To do that, you need clarity, so we start with an inventory.

Feel free to take out a pencil and paper and write down the following three headings:


1. Why did I choose sex work in the first place-or maybe it chose you?Be unsparing. When you understand what brought you here, you can understand what keeps you here. Are there needs—emotional, financial, or psychological—that will make leaving difficult? Do you enjoy the lifestyle: the late nights, the drinking, the glamour, the immediate validation? If sex work is the only place those needs are met, any exit plan must account for that. Otherwise, you’ll circle back. Ask yourself: how much do you need to be seen? To be desired? To be placed on a pedestal? These desires are not flaws. They are signals. And understanding them is the first step toward building a life that doesn’t require self-erasure to sustain.


2. What do I genuinely enjoy & what type of life do I want to live?What energizes you? What did you love before adulthood narrowed your options? For many people, childhood interests point toward innate tendencies. Under this heading, be honest about money. How important are comfort, beauty, autonomy, and financial security to you? If they matter deeply, a low-paying job with no growth will only breed resentment. What things are important to me? How do I want my life to play out? Do you want a partnership, children? Imagine who you want to be, and start thinking about what kind of job this version of you could have. You are a co-creator in your life, no matter how much it feels like you are at the mercy of fate. 

3. What support and infrastructure do I actually have?List your people. Friends, family, mentors, therapists. People you are accountable to. Then list your practical resources: childcare, savings, debt, health, stamina. Leaving sex work is rarely a clean break. It’s more like leaving an abusive relationship—it often takes multiple attempts. You need encouragement, accountability, and help. How is your physical and mental health? Are you in a season for something demanding, like medical school? Or is this a moment for a certificate, a bridge job, and stability? 

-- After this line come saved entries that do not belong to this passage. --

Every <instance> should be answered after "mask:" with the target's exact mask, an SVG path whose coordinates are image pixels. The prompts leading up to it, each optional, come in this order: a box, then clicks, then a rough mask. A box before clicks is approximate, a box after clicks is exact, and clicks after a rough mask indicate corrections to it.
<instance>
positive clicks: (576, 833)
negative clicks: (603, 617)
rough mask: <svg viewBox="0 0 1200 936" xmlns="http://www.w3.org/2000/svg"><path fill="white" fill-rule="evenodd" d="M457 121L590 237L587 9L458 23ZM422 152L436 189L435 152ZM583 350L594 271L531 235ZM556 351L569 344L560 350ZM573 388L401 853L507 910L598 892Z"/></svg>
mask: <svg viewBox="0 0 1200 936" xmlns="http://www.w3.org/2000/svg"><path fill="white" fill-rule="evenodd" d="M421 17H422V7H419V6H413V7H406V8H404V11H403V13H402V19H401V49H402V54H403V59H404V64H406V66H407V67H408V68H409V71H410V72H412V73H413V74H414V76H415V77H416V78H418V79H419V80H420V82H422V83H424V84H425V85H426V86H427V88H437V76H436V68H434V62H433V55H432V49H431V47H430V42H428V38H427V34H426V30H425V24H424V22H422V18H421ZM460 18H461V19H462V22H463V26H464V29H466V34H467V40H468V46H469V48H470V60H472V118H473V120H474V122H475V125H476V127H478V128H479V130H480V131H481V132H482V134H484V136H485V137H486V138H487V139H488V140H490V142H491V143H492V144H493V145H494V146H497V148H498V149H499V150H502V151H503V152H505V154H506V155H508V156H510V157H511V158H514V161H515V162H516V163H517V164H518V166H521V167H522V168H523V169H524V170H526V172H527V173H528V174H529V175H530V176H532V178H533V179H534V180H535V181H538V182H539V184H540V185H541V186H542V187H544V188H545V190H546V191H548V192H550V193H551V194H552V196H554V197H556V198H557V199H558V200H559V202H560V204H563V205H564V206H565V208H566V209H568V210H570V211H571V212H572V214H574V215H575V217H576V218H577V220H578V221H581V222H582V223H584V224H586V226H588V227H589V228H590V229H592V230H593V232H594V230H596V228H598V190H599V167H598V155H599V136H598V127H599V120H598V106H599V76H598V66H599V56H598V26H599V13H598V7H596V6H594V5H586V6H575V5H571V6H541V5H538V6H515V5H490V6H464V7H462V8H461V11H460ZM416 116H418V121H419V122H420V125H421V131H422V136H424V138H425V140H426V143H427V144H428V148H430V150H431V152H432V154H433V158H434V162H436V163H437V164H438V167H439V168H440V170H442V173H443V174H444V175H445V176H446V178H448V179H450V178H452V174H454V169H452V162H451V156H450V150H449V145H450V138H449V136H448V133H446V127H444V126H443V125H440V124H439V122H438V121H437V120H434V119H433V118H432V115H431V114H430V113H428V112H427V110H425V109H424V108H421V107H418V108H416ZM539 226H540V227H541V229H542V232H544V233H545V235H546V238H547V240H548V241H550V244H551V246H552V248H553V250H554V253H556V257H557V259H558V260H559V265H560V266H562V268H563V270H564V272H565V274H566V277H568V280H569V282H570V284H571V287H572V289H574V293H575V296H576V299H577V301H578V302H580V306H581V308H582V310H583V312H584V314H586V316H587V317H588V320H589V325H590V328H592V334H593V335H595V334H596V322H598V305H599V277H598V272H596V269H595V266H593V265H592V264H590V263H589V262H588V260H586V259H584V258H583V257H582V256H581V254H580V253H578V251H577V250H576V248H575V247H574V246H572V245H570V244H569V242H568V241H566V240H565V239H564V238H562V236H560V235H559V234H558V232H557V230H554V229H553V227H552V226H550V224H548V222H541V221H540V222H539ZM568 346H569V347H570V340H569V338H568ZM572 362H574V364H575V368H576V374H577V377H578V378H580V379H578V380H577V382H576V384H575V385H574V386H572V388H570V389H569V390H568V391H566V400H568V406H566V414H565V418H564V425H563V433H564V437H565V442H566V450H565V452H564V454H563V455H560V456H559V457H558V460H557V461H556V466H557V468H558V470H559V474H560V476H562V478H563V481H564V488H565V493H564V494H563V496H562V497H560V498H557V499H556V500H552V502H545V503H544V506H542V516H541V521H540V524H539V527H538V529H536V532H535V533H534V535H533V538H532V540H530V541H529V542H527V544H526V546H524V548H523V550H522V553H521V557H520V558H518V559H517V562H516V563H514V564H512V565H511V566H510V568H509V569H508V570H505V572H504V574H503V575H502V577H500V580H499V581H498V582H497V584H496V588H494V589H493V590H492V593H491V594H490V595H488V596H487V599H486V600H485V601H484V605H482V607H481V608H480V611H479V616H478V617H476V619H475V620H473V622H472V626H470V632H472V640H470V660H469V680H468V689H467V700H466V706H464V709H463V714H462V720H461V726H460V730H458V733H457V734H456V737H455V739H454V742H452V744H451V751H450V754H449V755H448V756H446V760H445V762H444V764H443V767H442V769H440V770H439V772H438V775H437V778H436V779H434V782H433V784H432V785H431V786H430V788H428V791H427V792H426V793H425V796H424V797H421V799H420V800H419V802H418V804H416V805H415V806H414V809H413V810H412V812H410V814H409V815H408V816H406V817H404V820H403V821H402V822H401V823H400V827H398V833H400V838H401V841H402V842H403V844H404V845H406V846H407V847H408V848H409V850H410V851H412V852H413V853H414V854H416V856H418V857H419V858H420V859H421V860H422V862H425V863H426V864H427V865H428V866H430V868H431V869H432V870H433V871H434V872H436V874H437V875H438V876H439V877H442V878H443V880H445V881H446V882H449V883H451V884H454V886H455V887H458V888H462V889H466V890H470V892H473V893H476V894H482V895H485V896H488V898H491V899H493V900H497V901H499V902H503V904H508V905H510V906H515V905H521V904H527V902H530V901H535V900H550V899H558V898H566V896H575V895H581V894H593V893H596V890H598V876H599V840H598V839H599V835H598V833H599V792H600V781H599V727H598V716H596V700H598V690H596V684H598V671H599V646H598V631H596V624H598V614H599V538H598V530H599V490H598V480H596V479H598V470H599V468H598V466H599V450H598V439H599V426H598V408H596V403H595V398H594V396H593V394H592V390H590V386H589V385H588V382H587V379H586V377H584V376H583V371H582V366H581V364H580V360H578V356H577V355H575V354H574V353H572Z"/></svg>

Three headings. Keep adding to them. Refine them. Let them evolve. This is how you turn longing into a plan. Maybe you don’t have any idea of how you got here, and what you want. Maybe there isn’t a soul in the world you can confide in. That’s okay too. We can be there for you no matter where you are at. At Ezili, we sit with people at these exact crossroads. We help clarify goals, identify obstacles, and build realistic paths forward—step by step, with accountability and care. There are grants, loans, training programs, and unconventional routes forward. When desire is clear and action is consistent, help appears. Leaving sex work is not as simple as stopping. Most people need time, structure, and support. Acknowledging that isn’t weakness. It’s wisdom.

The question isn’t whether another life is possible.

It’s whether you’re ready to build one.